Suppose that I have M draws from a unit normal distribution N(0,1). By construction, the sum of the M draws equals zero, and the sum of the squares equals M. Given these constraints, what is the conditional fourth moment of each random draw?
I can easily picture the constraints for M = 3. The constraint on the sum is a plane, and the constraint on the squares is a sphere. Accordingly, the distribution of each random draw is a circle in three-dimensional space. I can deduce the conditional distribution on each random draw x as f(x) = 1 / (pi * sqrt(2 - x^2)). Integration yields the associated fourth moment to be 3/2.

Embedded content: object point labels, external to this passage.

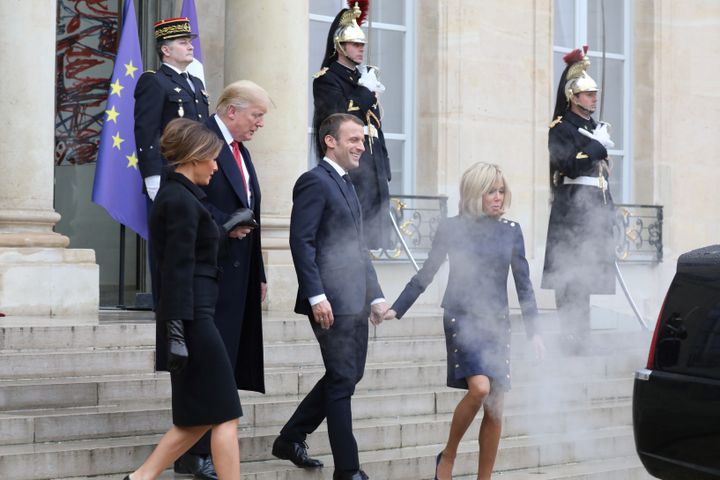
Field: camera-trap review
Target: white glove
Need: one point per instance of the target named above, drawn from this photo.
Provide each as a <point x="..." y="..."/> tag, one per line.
<point x="600" y="134"/>
<point x="152" y="185"/>
<point x="368" y="79"/>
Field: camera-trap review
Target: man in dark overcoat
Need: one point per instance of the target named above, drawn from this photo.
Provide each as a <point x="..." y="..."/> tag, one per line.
<point x="344" y="86"/>
<point x="242" y="287"/>
<point x="169" y="93"/>
<point x="579" y="255"/>
<point x="339" y="292"/>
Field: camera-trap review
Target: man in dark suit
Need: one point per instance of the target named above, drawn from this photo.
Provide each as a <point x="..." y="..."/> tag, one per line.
<point x="338" y="290"/>
<point x="242" y="287"/>
<point x="343" y="85"/>
<point x="169" y="93"/>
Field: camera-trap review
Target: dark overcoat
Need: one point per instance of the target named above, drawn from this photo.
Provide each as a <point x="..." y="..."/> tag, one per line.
<point x="238" y="313"/>
<point x="580" y="248"/>
<point x="185" y="237"/>
<point x="160" y="97"/>
<point x="336" y="90"/>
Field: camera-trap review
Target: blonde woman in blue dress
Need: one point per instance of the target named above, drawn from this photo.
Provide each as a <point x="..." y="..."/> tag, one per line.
<point x="481" y="247"/>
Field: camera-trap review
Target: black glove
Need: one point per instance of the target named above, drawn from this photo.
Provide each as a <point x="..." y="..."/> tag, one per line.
<point x="177" y="350"/>
<point x="242" y="217"/>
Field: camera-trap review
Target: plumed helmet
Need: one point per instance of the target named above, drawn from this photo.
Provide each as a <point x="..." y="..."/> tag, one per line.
<point x="574" y="79"/>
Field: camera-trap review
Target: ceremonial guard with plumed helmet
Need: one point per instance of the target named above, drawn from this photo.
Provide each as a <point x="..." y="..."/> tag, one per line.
<point x="344" y="85"/>
<point x="579" y="255"/>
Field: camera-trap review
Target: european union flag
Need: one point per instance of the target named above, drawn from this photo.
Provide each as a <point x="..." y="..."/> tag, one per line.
<point x="118" y="184"/>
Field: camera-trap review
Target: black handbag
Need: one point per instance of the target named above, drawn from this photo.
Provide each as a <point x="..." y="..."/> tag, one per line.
<point x="242" y="217"/>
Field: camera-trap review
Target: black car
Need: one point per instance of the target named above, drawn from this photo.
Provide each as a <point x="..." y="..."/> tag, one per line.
<point x="676" y="399"/>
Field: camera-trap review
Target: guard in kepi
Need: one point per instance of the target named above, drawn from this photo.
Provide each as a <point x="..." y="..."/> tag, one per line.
<point x="160" y="97"/>
<point x="579" y="255"/>
<point x="343" y="85"/>
<point x="169" y="93"/>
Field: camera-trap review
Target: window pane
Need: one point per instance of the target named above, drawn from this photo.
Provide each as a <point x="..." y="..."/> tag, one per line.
<point x="611" y="96"/>
<point x="395" y="151"/>
<point x="318" y="36"/>
<point x="565" y="23"/>
<point x="386" y="52"/>
<point x="614" y="22"/>
<point x="388" y="11"/>
<point x="326" y="7"/>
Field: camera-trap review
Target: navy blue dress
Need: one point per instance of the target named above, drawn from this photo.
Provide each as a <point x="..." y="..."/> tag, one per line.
<point x="477" y="325"/>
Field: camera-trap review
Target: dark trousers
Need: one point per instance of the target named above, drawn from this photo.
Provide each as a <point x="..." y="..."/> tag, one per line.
<point x="344" y="351"/>
<point x="573" y="306"/>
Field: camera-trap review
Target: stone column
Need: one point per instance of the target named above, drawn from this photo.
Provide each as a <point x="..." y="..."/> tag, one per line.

My intuition suggests that the formula as a function of M may be 3(M-2)/(M-1). But I have not been able to derive a formula for the general case. I've tried forming the joint distribution of the M draws (easy), doing change of variables to get the joint of the first M-2 draws, the sum of the draws, and the sum of squares (messy), and then form the joint distribution of the first M-2 draws conditioned on the sum of the draws and the sum of the squares (messier still!). There must be an easier way.
I've also tried forming the fourth moment by taking the expectation of the sum of the draws, raised to the fourth power. This expectation -- which equals zero, given the constraint on the sum of the draws -- is a function of various products, each of which I can then relate to the fourth moment of a single draw. Unfortunately, all the terms cancel out, and all I can prove is that 0 = 0.